Et que peut faire le gouvernement ? Pas grand chose ! La plupart du temps, il se borne à prendre des « mesurettes » comme la fermeture des écoles dans des grandes villes comme Delhi, ou l’instauration  de la circulation alternée pendant les périodes critiques. Avec cette dernière mesure, les véhicules ne pourront rouler qu’un jour sur deux selon que leur plaque d’immatriculation finit par un chiffre pair ou impair.

Pour les 20 millions d’habitants de la capitale indienne, c’est l’enfer sur terre  du à la fois à la circulation automobile, aux rejets industriels et aux fumées des brûlis agricoles qui ont cours dans les régions voisines. Jusqu’à quand cela peut-il durer ?

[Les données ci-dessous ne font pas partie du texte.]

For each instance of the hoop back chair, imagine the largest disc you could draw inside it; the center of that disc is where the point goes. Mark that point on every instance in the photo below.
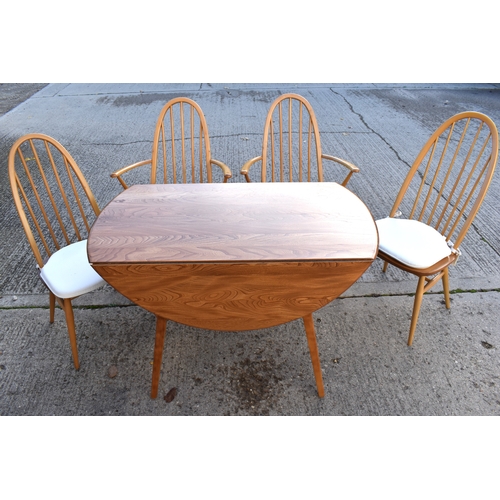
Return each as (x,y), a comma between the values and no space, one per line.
(439,199)
(55,205)
(291,146)
(181,147)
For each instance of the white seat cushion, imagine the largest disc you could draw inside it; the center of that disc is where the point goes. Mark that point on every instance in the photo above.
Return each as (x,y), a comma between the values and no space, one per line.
(412,242)
(68,273)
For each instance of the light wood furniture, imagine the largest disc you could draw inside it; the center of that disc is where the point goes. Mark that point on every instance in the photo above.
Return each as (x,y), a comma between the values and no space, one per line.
(291,145)
(235,257)
(438,201)
(54,202)
(181,147)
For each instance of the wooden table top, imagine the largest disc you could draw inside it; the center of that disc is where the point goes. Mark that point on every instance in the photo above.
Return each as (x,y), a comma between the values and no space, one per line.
(238,222)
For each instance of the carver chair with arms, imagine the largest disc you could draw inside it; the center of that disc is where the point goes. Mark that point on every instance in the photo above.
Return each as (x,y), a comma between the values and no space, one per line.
(56,208)
(181,147)
(438,201)
(291,145)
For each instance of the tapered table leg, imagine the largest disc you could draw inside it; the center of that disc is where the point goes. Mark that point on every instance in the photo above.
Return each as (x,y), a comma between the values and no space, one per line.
(313,350)
(161,327)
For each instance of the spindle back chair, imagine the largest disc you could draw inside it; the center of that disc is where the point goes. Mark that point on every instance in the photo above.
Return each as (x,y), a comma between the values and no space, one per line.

Comme le disent de nombreux spécialistes, l’Inde est une bombe à retardement dont la déflagration peut être très dévastatrice. NarendraModi, le Premier ministre, a du pain sur la planche ; il doit faire preuve de la plus grande ingénuité pour désamorcer cette bombe à retardement par une redistribution judicieuse des dividendes de la croissance, et en convertissant le pays à un « développement propre ».

C’est à ce seul prix que le très médiatique Modi pourrait contenir l’indignation de ses compatriotes face à ces nouveaux bars à oxygène qui l’une des multiples manifestations des inégalités criardes entre ses compatriotes.